This is the base source code to utilize a Wav2Vec2-based phone recognition / feature extraction model implemented in the scope of the PhD thesis of Philipp Klumpp, entitled Phonetic Transfer Learning from Healthy References for the Analysis of Pathological Speech. The model parameters are deployed via huggingface. Check out the model card here.
- You want to recognize IPA phones (for example to evaluate pronunciation)
- You want to extract feature vectors and group them by their respective underlying speech sound
- You want to work with multilingual data
- You need a highly robust phone recognizer
This recognizer is capable of predicting phone symbols following the International Phonetic Alphabet (IPA), even for audio recorded under imperfect conditions, such as reverberation, background noise or poor recording equipment (like a smartphone). The model was trained using the multilingual Common Phone dataset.

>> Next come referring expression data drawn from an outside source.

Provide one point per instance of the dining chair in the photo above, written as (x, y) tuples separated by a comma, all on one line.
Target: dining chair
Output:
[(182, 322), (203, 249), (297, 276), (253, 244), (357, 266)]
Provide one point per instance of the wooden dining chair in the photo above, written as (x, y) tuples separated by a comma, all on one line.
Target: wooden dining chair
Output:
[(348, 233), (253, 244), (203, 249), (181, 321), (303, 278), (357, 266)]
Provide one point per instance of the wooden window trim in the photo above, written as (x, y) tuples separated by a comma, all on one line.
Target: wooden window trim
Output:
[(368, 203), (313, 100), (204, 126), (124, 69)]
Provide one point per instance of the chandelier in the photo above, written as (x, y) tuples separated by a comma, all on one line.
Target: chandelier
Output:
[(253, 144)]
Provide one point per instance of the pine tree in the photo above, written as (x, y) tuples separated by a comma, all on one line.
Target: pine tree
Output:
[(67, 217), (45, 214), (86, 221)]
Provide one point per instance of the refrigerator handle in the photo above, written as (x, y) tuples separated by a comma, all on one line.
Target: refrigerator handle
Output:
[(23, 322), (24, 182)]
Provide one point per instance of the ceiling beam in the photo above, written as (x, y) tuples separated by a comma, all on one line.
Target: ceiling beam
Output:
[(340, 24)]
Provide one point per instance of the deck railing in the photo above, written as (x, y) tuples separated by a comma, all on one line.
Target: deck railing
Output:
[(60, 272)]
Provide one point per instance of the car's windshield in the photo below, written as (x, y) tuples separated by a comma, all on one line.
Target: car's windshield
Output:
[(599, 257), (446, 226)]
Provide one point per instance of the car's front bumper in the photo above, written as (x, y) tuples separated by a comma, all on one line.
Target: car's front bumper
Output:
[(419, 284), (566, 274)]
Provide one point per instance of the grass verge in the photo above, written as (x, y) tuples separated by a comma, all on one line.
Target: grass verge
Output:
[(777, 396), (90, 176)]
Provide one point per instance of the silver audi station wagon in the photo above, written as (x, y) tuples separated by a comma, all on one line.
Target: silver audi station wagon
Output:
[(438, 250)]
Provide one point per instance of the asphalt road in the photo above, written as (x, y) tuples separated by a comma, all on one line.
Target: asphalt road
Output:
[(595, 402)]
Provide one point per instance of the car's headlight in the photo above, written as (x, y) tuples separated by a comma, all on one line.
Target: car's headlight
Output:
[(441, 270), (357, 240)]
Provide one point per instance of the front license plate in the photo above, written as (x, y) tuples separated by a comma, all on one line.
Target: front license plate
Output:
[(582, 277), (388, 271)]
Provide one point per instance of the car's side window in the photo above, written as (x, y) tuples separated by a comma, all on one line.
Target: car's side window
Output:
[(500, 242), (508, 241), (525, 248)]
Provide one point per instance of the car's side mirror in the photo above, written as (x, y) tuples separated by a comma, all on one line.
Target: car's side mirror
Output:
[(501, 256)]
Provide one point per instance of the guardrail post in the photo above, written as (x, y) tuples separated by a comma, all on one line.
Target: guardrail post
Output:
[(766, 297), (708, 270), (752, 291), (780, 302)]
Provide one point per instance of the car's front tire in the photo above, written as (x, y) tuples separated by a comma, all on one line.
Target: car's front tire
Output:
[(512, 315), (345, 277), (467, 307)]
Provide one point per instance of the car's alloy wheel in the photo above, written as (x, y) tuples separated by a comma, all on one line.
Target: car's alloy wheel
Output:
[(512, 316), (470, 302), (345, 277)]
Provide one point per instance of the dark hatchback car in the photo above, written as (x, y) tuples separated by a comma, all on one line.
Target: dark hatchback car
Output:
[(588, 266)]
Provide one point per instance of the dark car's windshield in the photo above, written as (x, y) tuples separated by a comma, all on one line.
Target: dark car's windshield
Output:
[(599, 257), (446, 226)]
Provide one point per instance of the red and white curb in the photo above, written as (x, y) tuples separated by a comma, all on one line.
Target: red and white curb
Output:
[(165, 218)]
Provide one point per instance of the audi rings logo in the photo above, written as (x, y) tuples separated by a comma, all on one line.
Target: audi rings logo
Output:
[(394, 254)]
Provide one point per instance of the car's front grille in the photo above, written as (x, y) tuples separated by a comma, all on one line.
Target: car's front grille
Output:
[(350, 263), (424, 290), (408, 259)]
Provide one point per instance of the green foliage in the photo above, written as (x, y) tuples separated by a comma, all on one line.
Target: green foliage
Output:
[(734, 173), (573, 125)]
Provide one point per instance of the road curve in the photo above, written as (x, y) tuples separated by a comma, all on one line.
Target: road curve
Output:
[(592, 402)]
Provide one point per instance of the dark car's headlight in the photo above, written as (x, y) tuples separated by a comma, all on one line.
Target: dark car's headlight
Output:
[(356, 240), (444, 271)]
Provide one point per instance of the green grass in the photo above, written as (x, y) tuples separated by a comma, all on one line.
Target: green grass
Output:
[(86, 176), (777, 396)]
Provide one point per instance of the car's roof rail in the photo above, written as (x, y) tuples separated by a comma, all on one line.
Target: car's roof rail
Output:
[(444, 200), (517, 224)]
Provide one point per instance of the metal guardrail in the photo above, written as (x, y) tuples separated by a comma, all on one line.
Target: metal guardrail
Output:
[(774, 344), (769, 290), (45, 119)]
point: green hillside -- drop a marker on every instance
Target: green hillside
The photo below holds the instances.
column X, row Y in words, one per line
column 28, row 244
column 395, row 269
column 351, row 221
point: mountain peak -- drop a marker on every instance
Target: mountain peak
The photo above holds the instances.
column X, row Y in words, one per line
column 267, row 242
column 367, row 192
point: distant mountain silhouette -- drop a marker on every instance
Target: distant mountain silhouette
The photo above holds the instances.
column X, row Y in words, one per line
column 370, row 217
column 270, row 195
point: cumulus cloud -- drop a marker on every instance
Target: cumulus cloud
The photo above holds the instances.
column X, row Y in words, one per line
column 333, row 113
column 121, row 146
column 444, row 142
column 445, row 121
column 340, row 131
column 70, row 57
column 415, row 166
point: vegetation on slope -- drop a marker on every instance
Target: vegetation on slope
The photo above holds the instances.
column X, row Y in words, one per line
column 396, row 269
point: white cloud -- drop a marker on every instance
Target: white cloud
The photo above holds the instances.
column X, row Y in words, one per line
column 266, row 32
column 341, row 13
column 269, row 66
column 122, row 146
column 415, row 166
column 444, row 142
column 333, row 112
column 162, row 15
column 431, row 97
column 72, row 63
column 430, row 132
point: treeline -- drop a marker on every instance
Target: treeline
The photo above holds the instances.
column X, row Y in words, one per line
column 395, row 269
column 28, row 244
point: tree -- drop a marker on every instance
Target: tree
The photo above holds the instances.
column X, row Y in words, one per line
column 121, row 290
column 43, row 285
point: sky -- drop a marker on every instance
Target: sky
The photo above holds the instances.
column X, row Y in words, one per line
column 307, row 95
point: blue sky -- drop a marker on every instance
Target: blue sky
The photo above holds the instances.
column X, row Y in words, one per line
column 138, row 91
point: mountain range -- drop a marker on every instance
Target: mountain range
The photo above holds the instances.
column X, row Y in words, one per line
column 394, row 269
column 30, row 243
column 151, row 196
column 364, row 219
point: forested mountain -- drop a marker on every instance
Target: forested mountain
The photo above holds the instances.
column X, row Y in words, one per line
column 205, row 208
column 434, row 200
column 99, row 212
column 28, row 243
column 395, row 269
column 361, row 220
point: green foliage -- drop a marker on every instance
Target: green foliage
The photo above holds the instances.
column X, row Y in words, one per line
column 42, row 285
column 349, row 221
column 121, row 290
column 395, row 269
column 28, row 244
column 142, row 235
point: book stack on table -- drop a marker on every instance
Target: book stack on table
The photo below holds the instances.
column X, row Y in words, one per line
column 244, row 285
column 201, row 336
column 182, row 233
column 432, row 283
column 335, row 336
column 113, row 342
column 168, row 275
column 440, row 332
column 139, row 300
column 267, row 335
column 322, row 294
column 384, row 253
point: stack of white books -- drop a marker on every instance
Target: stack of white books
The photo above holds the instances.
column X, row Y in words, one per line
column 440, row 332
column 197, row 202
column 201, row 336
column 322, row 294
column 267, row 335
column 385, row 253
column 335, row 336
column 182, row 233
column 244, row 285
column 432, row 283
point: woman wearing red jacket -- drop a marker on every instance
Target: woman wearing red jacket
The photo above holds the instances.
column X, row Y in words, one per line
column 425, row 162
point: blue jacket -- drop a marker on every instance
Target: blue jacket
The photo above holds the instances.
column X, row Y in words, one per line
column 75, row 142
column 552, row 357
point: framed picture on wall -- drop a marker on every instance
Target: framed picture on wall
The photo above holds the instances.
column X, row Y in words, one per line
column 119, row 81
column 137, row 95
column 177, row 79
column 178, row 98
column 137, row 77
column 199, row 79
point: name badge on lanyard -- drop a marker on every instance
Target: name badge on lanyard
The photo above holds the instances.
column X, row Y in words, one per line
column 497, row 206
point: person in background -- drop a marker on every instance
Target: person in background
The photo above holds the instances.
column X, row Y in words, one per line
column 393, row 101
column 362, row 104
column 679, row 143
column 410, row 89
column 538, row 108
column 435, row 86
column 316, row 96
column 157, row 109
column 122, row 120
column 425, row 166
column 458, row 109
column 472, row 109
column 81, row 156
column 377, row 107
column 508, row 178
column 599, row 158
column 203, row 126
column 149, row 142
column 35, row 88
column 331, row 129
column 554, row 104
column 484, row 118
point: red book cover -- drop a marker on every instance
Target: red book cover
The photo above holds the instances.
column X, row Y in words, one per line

For every recognized phone, the model also emits an associated Softmax probability, as well as two feature vectors. The first comes from the CNN block, the second from the last Transformer block.
Check out /phonetics/ipa.py
for the full list of IPA symbols.
Sure, the model was evaluated on the test split of Common Phone. The following results represent Phone Error Rates (PER) in percent:
Language | Test PER |
---|---|
English | 11.0 |
French | 9.9 |
German | 9.8 |
Italian | 9.1 |
Russian | 6.6 |
Spanish | 8.8 |
Average | 9.2 |
Creating an instance of the model and downloading the parameters is only a single line of code:
wav2vec2 = Wav2Vec2.from_pretrained("pklumpp/Wav2Vec2_CommonPhone")
The example.py
script briefly summarizes the core functions of this model and how to use them. Always standardize your inputs before feeding them into the model (see the example)!
Creative Commons Zero 1.0. You can use this model for any purpose, even commercially. See the LICENSE
for further information.
The PhD thesis will be made available via arxiv.org as soon as possible. A Bibtex reference will be provided here.